You asked if leaders in time of war were baby killers. Yes they were.
In individual conflicts it can be debated whether such incidental deaths were justified for the greater good. I would guess that someone like Lincoln was willing to take a calculated risk that civilians would be caught in the crossfire. But Lincoln never said: “kill all the babies, rip open pregnant women, and kill all the animals!” That is a very important difference.
Yes, any soldier who deliberately went out of his way to kill babies would be called a murderer.
So, INTENT is the first important difference between these leaders and the God of the Bible. Another very important difference is that if God has the three O’s, then he could’ve accomplished his ends through other means. He had 200 years to get rid of the Amalekites. Why didn’t he just make the women barren (as he is reported to have done to many women in the Bible)? Then they would’ve died out peacefully. Another idea would’ve been to simply “soften their hearts” (as he “hardened” the hearts of Pharaoh and his men). Then they wouldn’t have caused the Israelites any further trouble (which you indicated you thought was the real reason for the genocide). If someone in power has a choice between violent means and peaceful means to the same end, I would call him cruel if he chose the violent means.

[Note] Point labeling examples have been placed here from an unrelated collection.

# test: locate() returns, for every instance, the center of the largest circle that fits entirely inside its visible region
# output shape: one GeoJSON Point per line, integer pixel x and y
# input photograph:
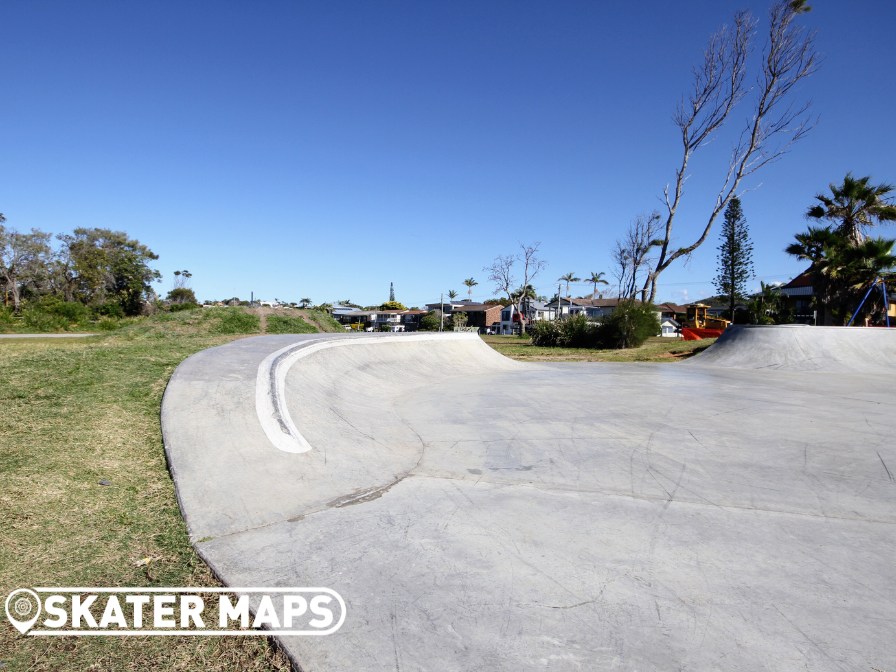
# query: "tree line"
{"type": "Point", "coordinates": [105, 270]}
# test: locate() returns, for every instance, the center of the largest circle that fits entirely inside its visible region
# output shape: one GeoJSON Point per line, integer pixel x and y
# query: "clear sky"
{"type": "Point", "coordinates": [325, 149]}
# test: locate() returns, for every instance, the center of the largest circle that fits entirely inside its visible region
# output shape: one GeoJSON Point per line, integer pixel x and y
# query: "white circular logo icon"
{"type": "Point", "coordinates": [23, 608]}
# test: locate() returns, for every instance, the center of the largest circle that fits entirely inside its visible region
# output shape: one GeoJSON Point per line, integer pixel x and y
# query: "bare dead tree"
{"type": "Point", "coordinates": [719, 85]}
{"type": "Point", "coordinates": [502, 273]}
{"type": "Point", "coordinates": [632, 253]}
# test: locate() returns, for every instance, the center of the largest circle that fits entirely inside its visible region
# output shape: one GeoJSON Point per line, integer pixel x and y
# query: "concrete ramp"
{"type": "Point", "coordinates": [481, 514]}
{"type": "Point", "coordinates": [803, 348]}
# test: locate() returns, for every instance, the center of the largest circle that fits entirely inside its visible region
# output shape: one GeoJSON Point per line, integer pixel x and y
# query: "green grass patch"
{"type": "Point", "coordinates": [230, 321]}
{"type": "Point", "coordinates": [77, 412]}
{"type": "Point", "coordinates": [282, 324]}
{"type": "Point", "coordinates": [653, 350]}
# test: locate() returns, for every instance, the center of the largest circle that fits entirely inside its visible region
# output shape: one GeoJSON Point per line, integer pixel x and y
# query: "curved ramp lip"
{"type": "Point", "coordinates": [270, 383]}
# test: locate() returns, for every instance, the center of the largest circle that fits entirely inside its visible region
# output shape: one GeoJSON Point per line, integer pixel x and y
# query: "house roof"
{"type": "Point", "coordinates": [804, 279]}
{"type": "Point", "coordinates": [671, 308]}
{"type": "Point", "coordinates": [474, 307]}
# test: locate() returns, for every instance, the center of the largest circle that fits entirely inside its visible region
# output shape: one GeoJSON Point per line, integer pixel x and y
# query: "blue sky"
{"type": "Point", "coordinates": [326, 149]}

As for blaming the Amalekites for child sacrifice: why would this upset God since his own order was to slaughter the Amalekite children? Would it make sense for God to say: “I’m going to kill your children because you kill your children”? Further, we read in the Bible where he actually REWARDED child sacrifice in the case of Abraham and Jephthah. We are told repeatedly in the Bible that the Israelites ended up being just as bad as the former inhabitants of the land they stole. So we cannot justify the genocide of the Amalekites by saying that they were evil and the Israelites were good.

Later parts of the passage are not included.